Stearns was loaded aboard the helicopter along with paramedics from PacWest Ambulance who continued efforts to resuscitate him during the short flight to the Newport hospital.
Because Stearns was alone, however, first responders and surfing experts say all the details of the case may never be known. They wonder why, for example, Stearns became separated from his surfboard.
“That’s the last thing you want to do is get separated from your flotation,” said bigwave surfer John Forse, who bears the scars of a 1998 hark attack off Gleneden Beach. “But you have to ask, what was he doing out there in the first place?”
The U.S. Coast Guard recorded swells at 12 feet with 13-second intervals on Saturday, conditions that barred surfboard rentals at nearby Ossie’s Surf Shop.
“We don’t rent when the swells are over 10 feet,” said shopkeeper Brian Sudlow, who noted that a powerful rip tide was also in evidence that day. “If it’s anything over eight feet you should be a pretty experienced surfer. It was just messy that day, with bad winds.”
Stearns, a highly-regarded psychiatrist in his fourth year of residency at Samaritan Health Services in Corvallis, was from Lodi, where he was the valedictorian of his graduating class at Tokay High School in 2006.
“He was an outstanding student, one of those brilliant minds,” Tokay principal Erik Sandstrom. “He was our valedictorian. He was a bright kid, just driven to be good at everything he did.”
While at Tokay, Stearns was a member of the school’s Science Olympiad and Science Bowl teams, along with the Academic Decathlon. He founded the Brain Power Club in his senior year, which brought students together to help one another with college applications and testing.
Stearns credited the science competitions and Tokay’s Advanced Placement biology program with inspiring him to pursue a career in medicine.

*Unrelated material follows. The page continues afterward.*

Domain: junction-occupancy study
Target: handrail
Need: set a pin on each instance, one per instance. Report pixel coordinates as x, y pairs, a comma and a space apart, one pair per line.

“It’s really sad to hear (of his passing). He would have been a great asset to the profession and to others,” Sandstrom said.
After graduating from Tokay, Stearns enrolled at the University of California, Los Angeles, where he studied neuroscience as an undergraduate before attending the medical school at the University of Michigan in Ann Arbor.
“He was a critical member of our psychiatric team,” commented Dr. Sugat Patel, director of medical education at the Samaritan hospital in Corvallis. “His loss is not only felt here but in the psychiatric community at large.”
There was some evidence that Stearns was a novice surfer. On Monday, Depoe Bay surfer Stanley Zitnick was at Otter Rock while friends of Stearns held a memorial service. Some mourners wearing hospital badges prayed from the rocky headland overlooking the accident scene while two of Stearns’ surfing buddies paddled out.
“The guys that went into the water knew him,” recalled Zitnick, who was driven back by the “gnarly” waves when he tried to surf Otter Rock on Dec. 1, the day Stearns died. “They told him not to go out. He was a beginner, but they said it was some kind of ‘courage’ test, where he was facing his fears and building his confidence.”
Stearns took his dog surfing on the fateful day. The dog, a male Shiba Inu, was found on the beach by a sheriff’s deputy and taken to Lincoln Co. Animal Shelter, which released the pet to the victim’s family the next day.
Surfing deaths are rare — only about 10 people die surfing annually among an estimated 23 million surfers worldwide. Authorities concur, however, that the young doctor was likely in over his head as he challenged conditions that drove other surfers ashore.
“This is number seven in 18 months,” Hinote said of the mounting tally of victims claimed by the ocean in his small operating area. “It was just another unfortunate incident that definitely could have been prevented. You’ve got to know your limitations.”